Evenings came early in winter, and ailing Bethesia was laid out in a corner bed, as far away from the drafts as possible, and wrapped in several old woolen blankets. The fireplace had been lit early, a mixture of dry and sodden logs and twigs crackling and sputtering angrily with smoke, as the wind outside howled and gusts of it came tearing down the filthy chimney. The windows were shuttered tight but it was not enough to keep out the winter cold, so Belle—now a willowy maiden, beautiful despite the grey homespun dress and work-calloused fingers—went around the house and stuffed additional bunches of folded rags in all the crevices and along the windowsills.
“Why is it so dark, child?” suddenly came from the bed in the corner, as Bethesia spoke in a faint rasping voice. “And why is it so quiet?”
Belle stopped her task and came quickly to her grandmother’s side.
Lying against the lumpy pillow covered with faded cotton that was worn thin from endless washings, Bethesia’s wrinkled face had turned white-grey. Eyes the color of coals reposed deep in sockets of bone and skin, and her withered hands had been bent into gnarled claws by arthritis. Belle held them now, feeling the cold fingers.
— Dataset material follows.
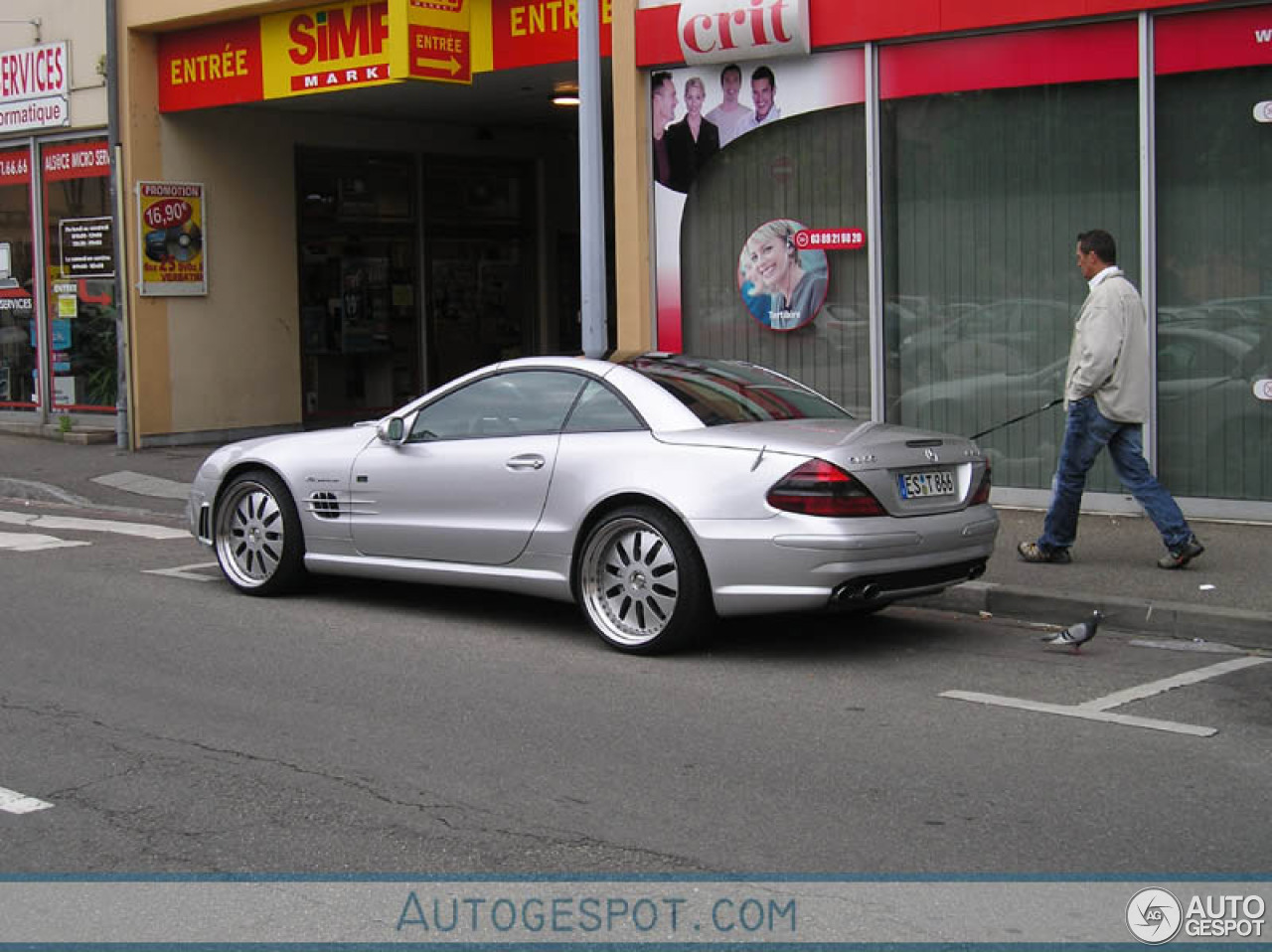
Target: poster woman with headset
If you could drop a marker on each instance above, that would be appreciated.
(782, 286)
They were like branches of the old snow-covered elm outside.
“It is dark because a storm is rising,” Belle said gently in a melodic voice. “I’ve lined the shutters tight and lit the fireplace.”
“Gran, can you not see the fire?” a younger voice sounded, as Patty came forward from her place at the wooden table where she was mixing buckwheat flour batter and peeling stale turnips for their evening meal. Patty’s bright eyes and cheeks were warmed by the light of the flames, and her nose had a smear of dirt from the tubers she’d been cleaning.
Their mother, Niobea, a gaunt, middle-aged woman, sat in another chair in the corner, holding a long piece of homespun that she was quilting with precise deft movements of a seasoned seamstress. “Might as well light us a candle, Patty,” she said. “It
is
too dark.”
Niobea’s greying hair was concealed by a simple woolen scarf, where it would once have been decorated with a lace bonnet. There was no more lace to be had, and the last of it, left from her younger days, yellowing and tattered, was stored in an old treasure trunk underneath their bed.